K15t used the following statuses for their realm migration offering:
- "Scheduled": set when the migration is scheduled by the customer (if it is not rejected).
- "Copying": set when the migration window has begun and the worker instance is copying over data to the requested region.
- "Ready-to-commit": This lets the service know that the data is all copied to the new region and the migration is ready to be committed. This status is used by the /commit hook.
- "Failed": This lets the service know that the migration has failed, and triggers the /rollback hook.
Some of these statuses you can set yourself, but "ready-to-commit" and "failed" are important to remember and use, as they trigger other hooks in the migration service, which we'll cover below.
Once your migration's status is marked as "ready to commit" you'll receive a /commit hook, which will give you the same information as the start and schedule hooks. K15t uses this information to verify again that the data was migrated to the correct realm and nothing has changed.
If nothing looks wrong here, they then set the status to "committing," and start another "worker instance" to delete the data from the old region, where it is no longer needed.
Once the data is deleted, the status is changed to "committed" and the migration is complete!
In the event that something goes wrong, K15t sets the migration status to "failed" which triggers the /rollback hook. They then set the migration status to "rolling back."

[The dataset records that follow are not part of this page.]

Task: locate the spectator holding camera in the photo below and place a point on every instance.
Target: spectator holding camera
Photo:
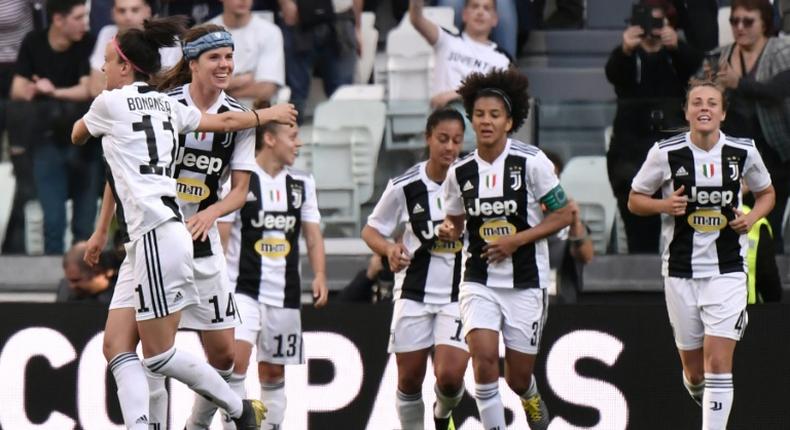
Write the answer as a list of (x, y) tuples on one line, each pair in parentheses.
[(755, 69), (51, 71), (649, 71)]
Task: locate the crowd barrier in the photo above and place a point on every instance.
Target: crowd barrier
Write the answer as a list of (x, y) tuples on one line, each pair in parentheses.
[(604, 367)]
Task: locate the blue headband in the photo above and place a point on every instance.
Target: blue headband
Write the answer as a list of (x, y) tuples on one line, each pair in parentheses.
[(213, 40)]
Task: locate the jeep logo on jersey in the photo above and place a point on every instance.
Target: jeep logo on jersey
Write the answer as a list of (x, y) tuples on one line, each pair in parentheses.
[(204, 163), (191, 190), (497, 207), (706, 221), (272, 247), (282, 222), (445, 247), (711, 197), (495, 229)]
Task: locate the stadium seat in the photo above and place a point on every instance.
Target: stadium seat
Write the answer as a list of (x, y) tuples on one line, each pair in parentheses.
[(585, 180), (7, 187)]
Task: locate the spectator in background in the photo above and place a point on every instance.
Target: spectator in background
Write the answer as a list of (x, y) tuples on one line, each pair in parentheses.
[(16, 20), (258, 57), (52, 70), (570, 249), (323, 34), (756, 71), (83, 283), (649, 71), (126, 14)]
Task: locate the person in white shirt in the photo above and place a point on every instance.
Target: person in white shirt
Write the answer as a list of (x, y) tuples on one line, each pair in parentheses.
[(259, 56), (125, 14), (139, 127)]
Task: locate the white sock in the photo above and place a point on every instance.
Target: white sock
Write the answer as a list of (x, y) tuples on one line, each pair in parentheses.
[(695, 391), (273, 397), (203, 409), (197, 375), (411, 411), (717, 401), (444, 403), (132, 389), (157, 400), (236, 383), (489, 404)]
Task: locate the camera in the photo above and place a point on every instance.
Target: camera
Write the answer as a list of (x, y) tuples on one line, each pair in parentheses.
[(642, 16)]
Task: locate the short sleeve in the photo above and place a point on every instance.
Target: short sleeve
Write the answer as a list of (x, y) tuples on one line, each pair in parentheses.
[(188, 117), (755, 174), (271, 58), (541, 176), (387, 213), (243, 157), (652, 174), (309, 209), (453, 202), (98, 120)]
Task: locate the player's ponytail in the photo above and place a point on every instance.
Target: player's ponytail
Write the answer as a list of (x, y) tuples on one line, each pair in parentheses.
[(140, 48)]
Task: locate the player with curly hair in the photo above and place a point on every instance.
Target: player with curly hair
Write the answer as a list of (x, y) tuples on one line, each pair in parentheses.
[(500, 191)]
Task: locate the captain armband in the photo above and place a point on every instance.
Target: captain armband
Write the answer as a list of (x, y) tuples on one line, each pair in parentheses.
[(555, 199)]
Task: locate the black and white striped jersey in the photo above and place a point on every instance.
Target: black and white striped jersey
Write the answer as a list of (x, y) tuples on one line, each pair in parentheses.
[(263, 249), (501, 199), (699, 244), (435, 269), (138, 126), (204, 161)]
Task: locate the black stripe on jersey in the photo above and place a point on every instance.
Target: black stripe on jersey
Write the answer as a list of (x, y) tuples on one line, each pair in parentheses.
[(149, 270), (525, 266), (468, 178), (416, 194), (249, 279), (682, 244), (295, 196), (728, 246), (119, 214)]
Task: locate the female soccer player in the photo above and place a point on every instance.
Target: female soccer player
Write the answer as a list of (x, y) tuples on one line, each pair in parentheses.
[(705, 234), (138, 126), (263, 264), (427, 274), (498, 190)]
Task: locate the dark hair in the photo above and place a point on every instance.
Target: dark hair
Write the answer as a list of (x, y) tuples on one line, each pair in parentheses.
[(696, 83), (62, 7), (555, 159), (508, 82), (441, 115), (766, 13), (180, 73), (141, 47), (666, 6)]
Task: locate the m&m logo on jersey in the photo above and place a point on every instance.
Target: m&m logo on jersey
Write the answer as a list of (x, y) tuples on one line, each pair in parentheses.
[(191, 190), (272, 247), (708, 170)]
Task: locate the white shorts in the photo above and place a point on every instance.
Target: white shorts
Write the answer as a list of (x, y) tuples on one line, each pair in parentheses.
[(519, 314), (276, 332), (156, 277), (714, 306), (417, 326), (217, 309)]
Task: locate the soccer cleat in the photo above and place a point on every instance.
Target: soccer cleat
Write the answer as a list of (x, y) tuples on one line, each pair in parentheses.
[(252, 414), (537, 413), (444, 423)]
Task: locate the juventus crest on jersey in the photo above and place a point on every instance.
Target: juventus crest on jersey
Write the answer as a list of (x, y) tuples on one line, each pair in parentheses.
[(263, 250), (700, 243), (204, 161), (139, 127), (501, 199), (435, 269)]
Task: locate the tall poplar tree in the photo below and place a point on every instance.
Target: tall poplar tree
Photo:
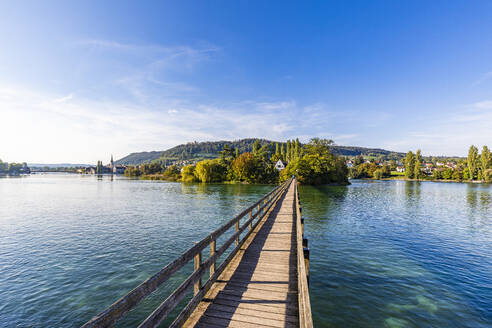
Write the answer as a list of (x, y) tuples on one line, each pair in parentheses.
[(256, 146), (485, 161), (410, 165), (417, 173), (472, 161), (288, 151)]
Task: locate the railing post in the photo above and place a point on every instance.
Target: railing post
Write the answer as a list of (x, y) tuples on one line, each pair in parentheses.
[(212, 253), (198, 261), (237, 237), (250, 221), (306, 262)]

They then start a new worker instance which checks to see if all the data was copied over to the new region yet. If the copy job was not yet started, there's no need to do anything here and the migration is cancelled.
If the copy job was already started, the worker waits until it's done, and then undoes its work in the target region.
Testing & launch!
K15t worked directly with the Atlassian Developer Support team to test and debug their realm migration solution, running manual migrations without having to shut down their Confluence instance to test.
Once they were confident it worked, they emailed the Solution Partners they collaborate with most closely so they knew that K15t's Exporter apps could support customers with data residency needs, and customers who were waiting to move to cloud until key apps supported data residency.
Since launching, K15t has already seen customers using the realm migration feature!